Peak Community Services (PCS), headquartered in Logansport, recently celebrated the grand opening of a new supported group living (SGL) home in Winamac.
Peak officials and other agency representatives were in attendance for the ribbon-cutting ceremony for the new complex, which will provide an ADA-accessible home for low-income adults with developmental disabilities.
Chris Nabors, chief executive officer of PCS, said that it’s important their group homes are built directly within the community.
“In meeting the definition of inclusion in the community, we build our group homes within the community,” Nabors said. “We want our clients to be part of the community and live in a traditional home.”
The group homes through PCS are made available for men and women who meet State Medicaid Level of Care requirements and have support needs that require 24-hour supervision and intense active treatment.
Nabors noted there are currently four group homes in Logansport (two for men and two for women) and two group homes in Winamac (one co-ed and one for men).
PCS provides community living services throughout north-central Indiana. According to Nabors, they support men and women as they choose a place to live and continue working with them as they learn how to maintain their own homes.
Industry professionals provide needed support as these individuals learn to do the everyday things that come with living in their own homes.
Kaitlyn Aughinbaugh, residential program manager at PCS, said that like anyone, men and women with developmental disabilities have goals and aspirations. Through individual and group education, Peak’s habilitation program helps them achieve those goals.
“Some of our courses include healthy living, computer skills, budgeting, basic academics, community volunteering, social skills and more,” said Aughinbaugh.
Additionally, PCS provides support and respite services to families who have children or adults with developmental disabilities. These services are provided as temporary relief for the primary caregiver. Other similar services are available through state and federal-funded programs.
PCS director of day services and marketing, Harrison Smith, said that support is provided for residents to participate in community activities like going to the park, bowling, swimming, horseback riding, involvement in social clubs, sporting events and shopping. He said they have an underlying minimum of one event per month, however they often have as many as five or six events per month.
“We have all kinds of events designed to help include our residents into the community,” Smith said. “There are two different types of community involvement: there’s being in the community and there’s being a part of the community. We want residents to be a part of the community.”
Smith added that one thing they are trying to advertise more is getting volunteer groups to come in and work with the residents.
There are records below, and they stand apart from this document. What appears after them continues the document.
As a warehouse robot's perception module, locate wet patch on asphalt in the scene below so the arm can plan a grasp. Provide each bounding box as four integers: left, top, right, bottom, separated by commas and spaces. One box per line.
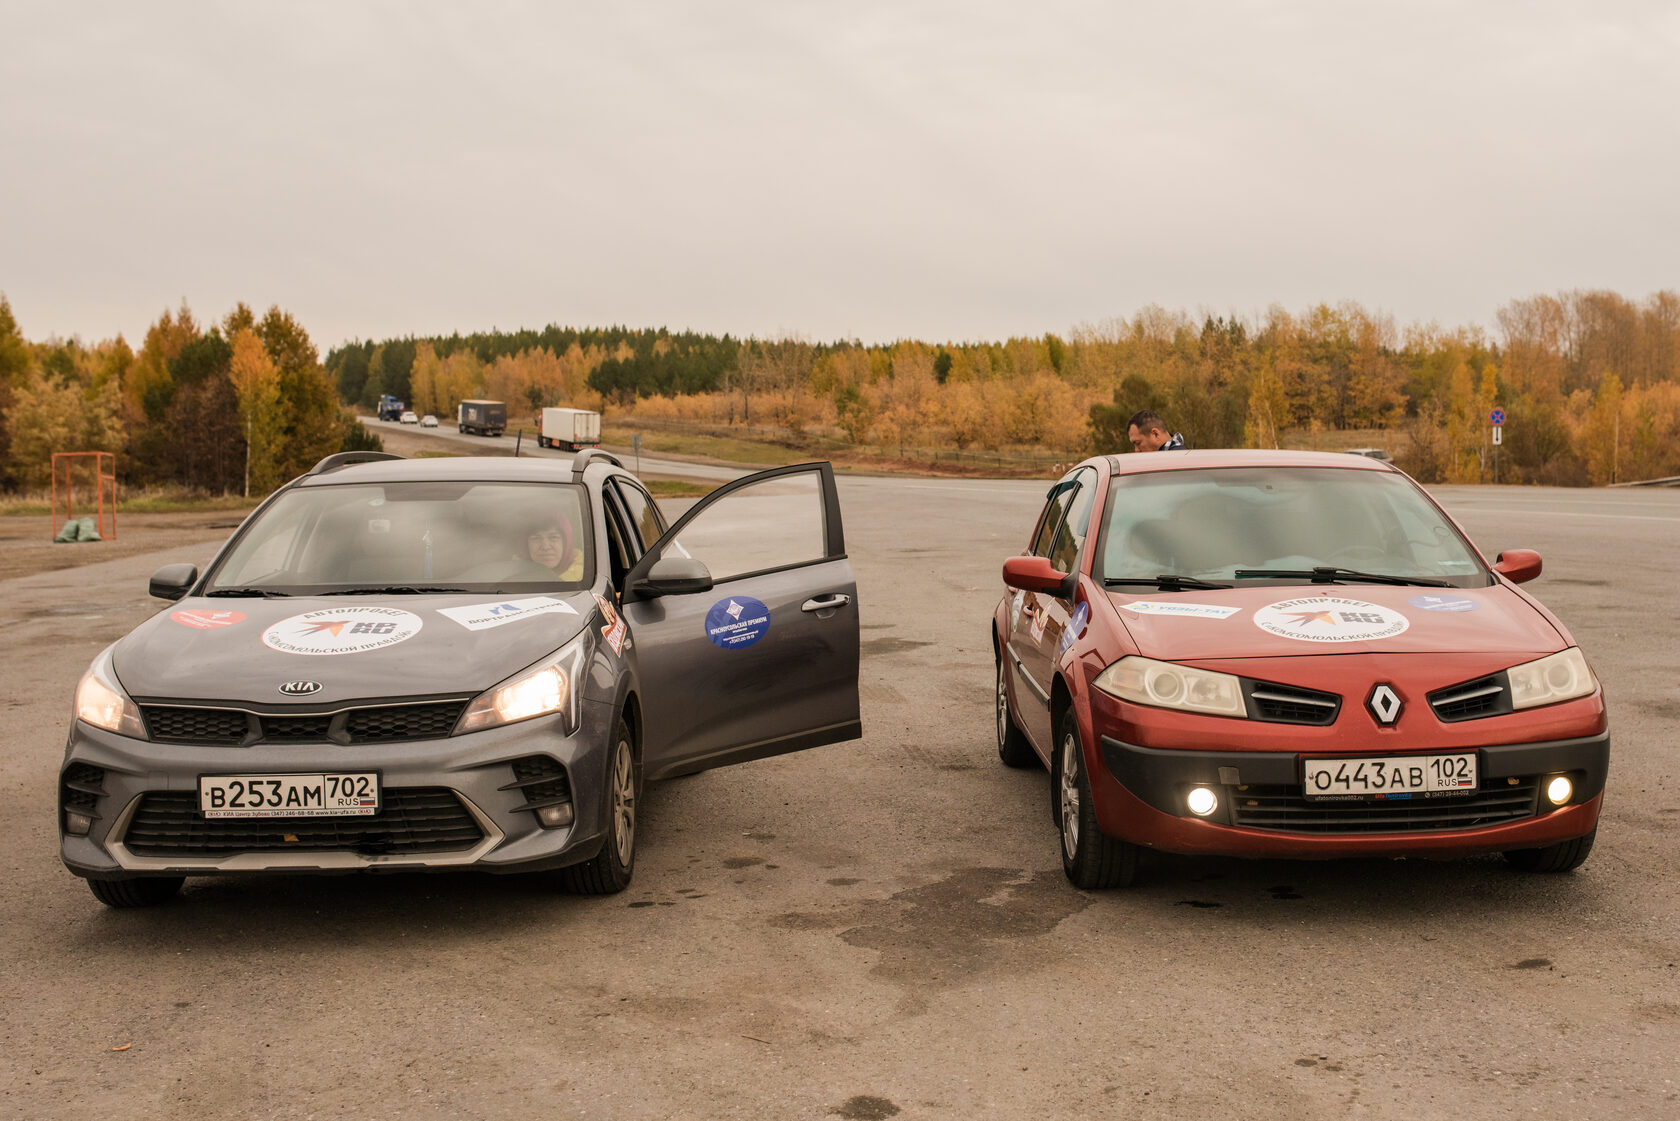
832, 1095, 901, 1119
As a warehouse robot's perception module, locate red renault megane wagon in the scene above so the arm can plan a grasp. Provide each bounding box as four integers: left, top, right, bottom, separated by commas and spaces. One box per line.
993, 450, 1608, 888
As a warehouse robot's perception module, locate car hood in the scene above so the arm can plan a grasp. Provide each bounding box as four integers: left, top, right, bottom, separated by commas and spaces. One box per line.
112, 592, 596, 705
1105, 584, 1564, 661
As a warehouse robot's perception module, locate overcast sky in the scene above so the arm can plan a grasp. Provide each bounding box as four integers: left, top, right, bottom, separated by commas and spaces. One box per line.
4, 1, 1677, 351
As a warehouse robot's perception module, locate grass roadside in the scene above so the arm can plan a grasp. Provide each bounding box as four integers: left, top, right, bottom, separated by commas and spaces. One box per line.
0, 490, 267, 518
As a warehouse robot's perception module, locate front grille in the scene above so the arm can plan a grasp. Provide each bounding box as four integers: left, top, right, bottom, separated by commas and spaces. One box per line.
137, 701, 467, 746
144, 706, 250, 744
503, 755, 573, 812
1429, 674, 1513, 722
343, 703, 464, 742
1244, 680, 1341, 725
122, 788, 483, 855
263, 715, 335, 742
1232, 777, 1539, 833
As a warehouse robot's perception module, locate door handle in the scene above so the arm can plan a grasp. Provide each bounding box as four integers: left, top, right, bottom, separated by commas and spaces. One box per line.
801, 594, 851, 613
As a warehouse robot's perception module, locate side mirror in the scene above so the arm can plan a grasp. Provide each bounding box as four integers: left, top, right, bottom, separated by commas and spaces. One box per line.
149, 563, 199, 601
1493, 549, 1542, 585
633, 555, 714, 598
1002, 555, 1074, 598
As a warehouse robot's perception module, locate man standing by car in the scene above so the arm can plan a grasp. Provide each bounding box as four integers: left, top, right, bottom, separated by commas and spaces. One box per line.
1126, 410, 1186, 452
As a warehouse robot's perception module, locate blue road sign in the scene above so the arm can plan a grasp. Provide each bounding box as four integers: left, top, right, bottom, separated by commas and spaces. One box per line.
1490, 408, 1505, 425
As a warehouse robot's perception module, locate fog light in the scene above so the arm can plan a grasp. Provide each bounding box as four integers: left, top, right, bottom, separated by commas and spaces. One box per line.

“We have a group that comes in and teaches fishing classes and we have a group that comes in to teach religion classes,” Smith said. “We also have a gentleman who is starting a woodworking class. All of these things help our residents’ vocational skills.”
PCS helps men and women with developmental disabilities discover their interests and skills. They work with many businesses in the community to develop and maintain competitive jobs. In partnership with these businesses, jobs are developed and a job coach is assigned to teach specific job skills and to support individuals along the way.
According to Smith, employment for people with disabilities means greater economic independence, an opportunity to use their skills and more active participation in community life.
“Doing a real job, in a real work environment, helps build dignity and self-respect,” he said.
Businesses that employ adults with developmental disabilities provide a valuable service to the community by reducing the cost of support services, saving tax dollars, encouraging self-sufficiency and providing vocational rehabilitation.